Hive的数据倾斜优化
1.Skew Join
When working with data that has a highly uneven distribution, the data skew could happen in such a way that a small number of compute nodes must handle the bulk of the computation. The following setting informs Hive to optimize properly if data skew happens:
当处理的数据分布高度不平衡时,数据倾斜将以下面方式发生,少数的计算节点必须处理大部分的计算.如果数据发生倾斜,下面的设置方式能够使Hive适当的优化.
jdbc:hive2://> SET hive.optimize.skewjoin=true;
--If there is data skew in join, set it to true. Default is false.
--如果有数据早join时倾斜,将它设置为true.默认它是false.
jdbc:hive2://> SET hive.skewjoin.key=100000;
--This is the default value. If the number of key is bigger than this, the new keys will send to the other unused reducers.
--这是默认值.如果key的数量是超过这个,新的key将要被发送到已被使用的reducers.
Note
Skew data could happen on the GROUP BY data too.

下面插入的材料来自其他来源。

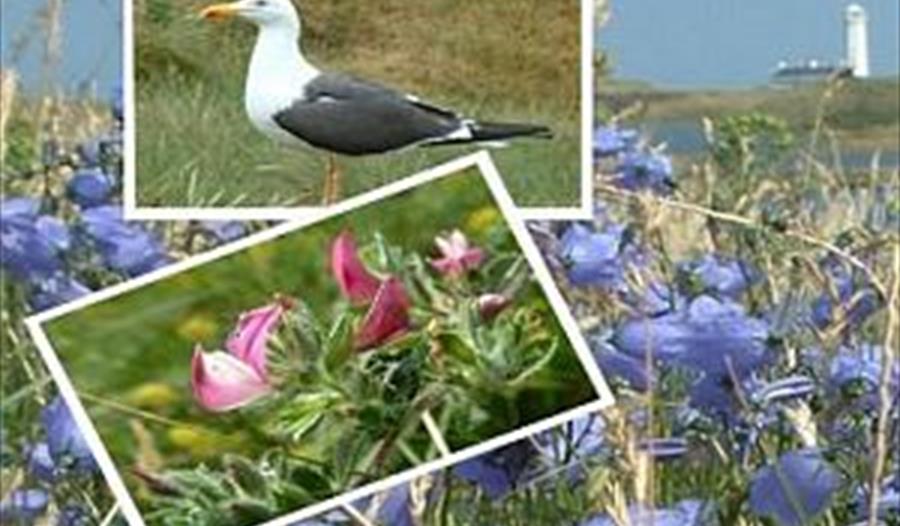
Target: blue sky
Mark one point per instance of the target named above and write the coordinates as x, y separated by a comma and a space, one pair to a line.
676, 43
736, 43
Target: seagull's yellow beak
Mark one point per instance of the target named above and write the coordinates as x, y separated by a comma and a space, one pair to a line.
220, 11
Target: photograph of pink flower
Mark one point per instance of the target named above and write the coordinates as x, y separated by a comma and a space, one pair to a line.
321, 360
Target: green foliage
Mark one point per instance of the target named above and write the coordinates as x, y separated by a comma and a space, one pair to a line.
745, 146
348, 416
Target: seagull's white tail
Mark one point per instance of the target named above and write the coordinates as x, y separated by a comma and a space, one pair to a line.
492, 133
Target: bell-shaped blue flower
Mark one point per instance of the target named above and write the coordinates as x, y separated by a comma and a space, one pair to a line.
23, 506
594, 258
124, 247
711, 336
645, 171
31, 245
795, 489
612, 140
721, 276
56, 290
65, 442
497, 472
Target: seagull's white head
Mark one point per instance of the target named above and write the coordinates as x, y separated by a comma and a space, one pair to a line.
263, 13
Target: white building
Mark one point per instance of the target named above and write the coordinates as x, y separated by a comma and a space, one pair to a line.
856, 40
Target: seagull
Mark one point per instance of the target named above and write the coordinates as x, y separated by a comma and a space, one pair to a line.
290, 100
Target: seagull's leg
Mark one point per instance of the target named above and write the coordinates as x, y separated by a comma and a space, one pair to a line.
328, 186
335, 180
332, 191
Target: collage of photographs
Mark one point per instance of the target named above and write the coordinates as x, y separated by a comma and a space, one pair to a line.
450, 263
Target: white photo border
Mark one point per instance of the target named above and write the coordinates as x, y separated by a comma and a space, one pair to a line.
134, 212
483, 162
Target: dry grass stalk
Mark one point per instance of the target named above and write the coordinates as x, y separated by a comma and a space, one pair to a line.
7, 98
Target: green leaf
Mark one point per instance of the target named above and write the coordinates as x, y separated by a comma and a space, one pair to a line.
339, 344
247, 476
303, 412
248, 511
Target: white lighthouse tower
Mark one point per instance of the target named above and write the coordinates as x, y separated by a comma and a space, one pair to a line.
856, 34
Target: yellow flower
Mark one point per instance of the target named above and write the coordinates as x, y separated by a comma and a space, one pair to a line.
152, 395
197, 441
197, 328
481, 220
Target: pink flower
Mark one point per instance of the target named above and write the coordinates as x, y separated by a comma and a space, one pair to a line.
490, 305
356, 283
249, 341
387, 318
458, 257
223, 381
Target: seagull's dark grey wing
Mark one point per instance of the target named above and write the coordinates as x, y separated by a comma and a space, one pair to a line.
346, 115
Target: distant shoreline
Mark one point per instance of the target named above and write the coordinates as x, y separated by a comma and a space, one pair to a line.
862, 114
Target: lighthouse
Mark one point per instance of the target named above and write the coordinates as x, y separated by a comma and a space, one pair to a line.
856, 35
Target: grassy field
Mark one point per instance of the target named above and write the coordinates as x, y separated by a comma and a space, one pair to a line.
863, 114
196, 147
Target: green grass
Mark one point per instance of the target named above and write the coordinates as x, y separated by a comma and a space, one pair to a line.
196, 147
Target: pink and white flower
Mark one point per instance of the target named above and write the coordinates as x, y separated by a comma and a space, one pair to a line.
357, 284
387, 318
223, 381
457, 256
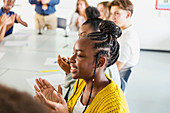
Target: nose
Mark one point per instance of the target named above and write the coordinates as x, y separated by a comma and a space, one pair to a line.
72, 59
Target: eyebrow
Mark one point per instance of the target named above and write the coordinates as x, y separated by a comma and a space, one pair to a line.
79, 50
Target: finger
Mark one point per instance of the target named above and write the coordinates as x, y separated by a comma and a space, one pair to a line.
59, 89
59, 59
42, 83
48, 84
61, 99
39, 85
36, 88
39, 98
36, 99
63, 58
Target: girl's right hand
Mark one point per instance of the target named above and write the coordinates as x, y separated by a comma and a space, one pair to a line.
64, 64
54, 107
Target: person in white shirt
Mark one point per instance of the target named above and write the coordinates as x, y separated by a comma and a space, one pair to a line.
79, 16
120, 13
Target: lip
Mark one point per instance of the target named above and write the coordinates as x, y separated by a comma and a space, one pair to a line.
73, 70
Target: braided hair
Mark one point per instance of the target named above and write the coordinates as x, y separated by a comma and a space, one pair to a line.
106, 38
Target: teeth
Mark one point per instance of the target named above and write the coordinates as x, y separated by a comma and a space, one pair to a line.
73, 68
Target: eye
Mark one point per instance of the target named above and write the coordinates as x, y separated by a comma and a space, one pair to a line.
78, 55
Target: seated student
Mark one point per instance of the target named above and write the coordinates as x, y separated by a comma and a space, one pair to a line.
45, 13
91, 25
8, 5
93, 91
4, 21
79, 16
120, 13
13, 101
103, 9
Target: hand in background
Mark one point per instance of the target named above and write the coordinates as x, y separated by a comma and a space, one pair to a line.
19, 20
10, 22
3, 19
64, 64
46, 89
80, 21
45, 1
54, 107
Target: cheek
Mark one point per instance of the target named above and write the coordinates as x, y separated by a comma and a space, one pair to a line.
85, 68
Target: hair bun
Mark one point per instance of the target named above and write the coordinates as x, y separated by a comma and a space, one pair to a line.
109, 27
92, 12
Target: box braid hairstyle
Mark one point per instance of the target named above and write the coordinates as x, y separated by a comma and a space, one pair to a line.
93, 19
106, 38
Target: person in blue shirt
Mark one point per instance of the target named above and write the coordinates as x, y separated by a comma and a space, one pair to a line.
7, 6
4, 22
45, 13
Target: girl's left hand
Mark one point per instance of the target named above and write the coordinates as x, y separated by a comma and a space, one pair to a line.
54, 107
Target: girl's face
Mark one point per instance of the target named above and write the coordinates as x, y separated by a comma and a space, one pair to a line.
8, 4
83, 60
84, 30
81, 5
100, 8
118, 16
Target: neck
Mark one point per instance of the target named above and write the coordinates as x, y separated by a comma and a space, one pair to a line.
128, 24
6, 10
100, 81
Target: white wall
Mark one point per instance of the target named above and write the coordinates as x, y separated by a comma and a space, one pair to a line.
153, 26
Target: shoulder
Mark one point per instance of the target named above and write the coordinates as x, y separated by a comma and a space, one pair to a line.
75, 14
1, 11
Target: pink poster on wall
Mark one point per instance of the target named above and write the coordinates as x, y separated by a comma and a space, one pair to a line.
162, 4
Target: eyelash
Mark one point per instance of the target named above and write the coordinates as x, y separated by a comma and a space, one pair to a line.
78, 55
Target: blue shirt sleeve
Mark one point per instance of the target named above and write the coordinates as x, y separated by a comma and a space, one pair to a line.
53, 2
33, 2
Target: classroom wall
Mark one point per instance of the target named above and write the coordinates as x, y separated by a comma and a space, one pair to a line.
152, 25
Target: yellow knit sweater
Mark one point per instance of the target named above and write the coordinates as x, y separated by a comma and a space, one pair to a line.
109, 100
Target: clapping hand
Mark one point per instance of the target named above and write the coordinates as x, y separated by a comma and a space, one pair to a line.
54, 107
64, 64
46, 89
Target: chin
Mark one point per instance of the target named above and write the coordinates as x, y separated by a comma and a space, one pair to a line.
74, 76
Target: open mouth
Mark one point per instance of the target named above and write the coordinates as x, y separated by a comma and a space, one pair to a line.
73, 70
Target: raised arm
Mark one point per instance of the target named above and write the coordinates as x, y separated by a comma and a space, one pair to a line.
19, 20
50, 2
34, 1
2, 32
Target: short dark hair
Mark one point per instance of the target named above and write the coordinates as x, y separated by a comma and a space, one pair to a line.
13, 101
92, 12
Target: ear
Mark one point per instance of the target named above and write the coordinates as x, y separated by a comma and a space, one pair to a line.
101, 62
128, 14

To optimize it, we need to do the
following settings to enable skew data optimization in the GROUP BY result:
注意
数据倾斜也在发生在GROUP BY数据.为了优化它,我们需要做下面的设置,使倾斜的数能够在GROUP BY结果中优化.

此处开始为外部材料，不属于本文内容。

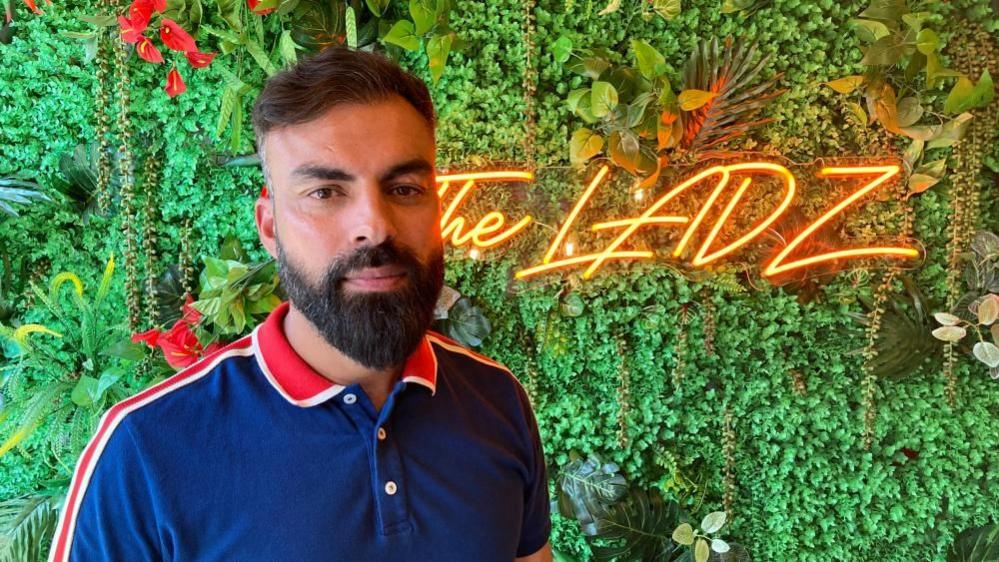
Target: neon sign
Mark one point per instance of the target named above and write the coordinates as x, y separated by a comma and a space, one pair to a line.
492, 229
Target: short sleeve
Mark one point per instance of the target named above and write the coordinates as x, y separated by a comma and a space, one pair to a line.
537, 525
111, 515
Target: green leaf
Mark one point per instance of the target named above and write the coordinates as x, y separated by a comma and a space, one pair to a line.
980, 544
965, 95
857, 112
351, 24
684, 534
951, 132
713, 522
585, 144
623, 148
100, 20
909, 111
935, 70
883, 52
84, 391
694, 99
946, 318
651, 63
562, 49
287, 47
870, 31
438, 49
403, 35
378, 7
258, 54
987, 353
949, 333
424, 16
847, 84
612, 6
668, 9
988, 310
603, 98
927, 41
701, 550
919, 183
887, 10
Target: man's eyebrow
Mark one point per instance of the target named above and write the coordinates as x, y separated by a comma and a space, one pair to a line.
318, 171
414, 166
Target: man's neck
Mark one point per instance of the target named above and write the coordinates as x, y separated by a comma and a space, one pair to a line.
332, 364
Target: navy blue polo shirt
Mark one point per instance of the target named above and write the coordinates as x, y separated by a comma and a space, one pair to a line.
250, 454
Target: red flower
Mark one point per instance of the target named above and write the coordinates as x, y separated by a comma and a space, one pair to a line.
175, 86
139, 13
174, 37
147, 51
180, 346
199, 60
129, 32
253, 4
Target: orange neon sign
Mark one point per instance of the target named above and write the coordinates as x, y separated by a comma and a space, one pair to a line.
492, 229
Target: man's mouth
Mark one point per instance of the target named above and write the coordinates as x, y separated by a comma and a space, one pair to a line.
376, 278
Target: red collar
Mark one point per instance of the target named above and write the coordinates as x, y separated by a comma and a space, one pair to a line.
300, 384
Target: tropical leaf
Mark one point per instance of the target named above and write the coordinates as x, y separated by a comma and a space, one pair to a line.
26, 526
732, 76
639, 528
905, 342
980, 544
586, 489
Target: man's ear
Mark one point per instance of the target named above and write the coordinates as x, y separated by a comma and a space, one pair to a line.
263, 214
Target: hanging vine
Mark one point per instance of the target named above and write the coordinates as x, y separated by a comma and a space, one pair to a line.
975, 51
728, 449
529, 84
681, 347
623, 396
128, 215
151, 177
102, 128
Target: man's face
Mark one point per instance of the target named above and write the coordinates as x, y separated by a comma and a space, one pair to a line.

SET hive.groupby.skewindata=true;
Once configured, Hive will first trigger an additional MapReduce job whose map output will randomly distribute to the reducer to avoid data skew.
一旦配置,Hive将第一次触发一个额外的MapReduce job ,它的map输出将要随机的分布到reducer中来避免数据倾斜.
For more information about Hive join optimization, please refer to the Apache Hive wiki
available at
https://cwiki.apache.org/confluence/display/Hive/LanguageManual+JoinOptimization and
https://cwiki.apache.org/confluence/display/Hive/Skewed+Join+Optimization.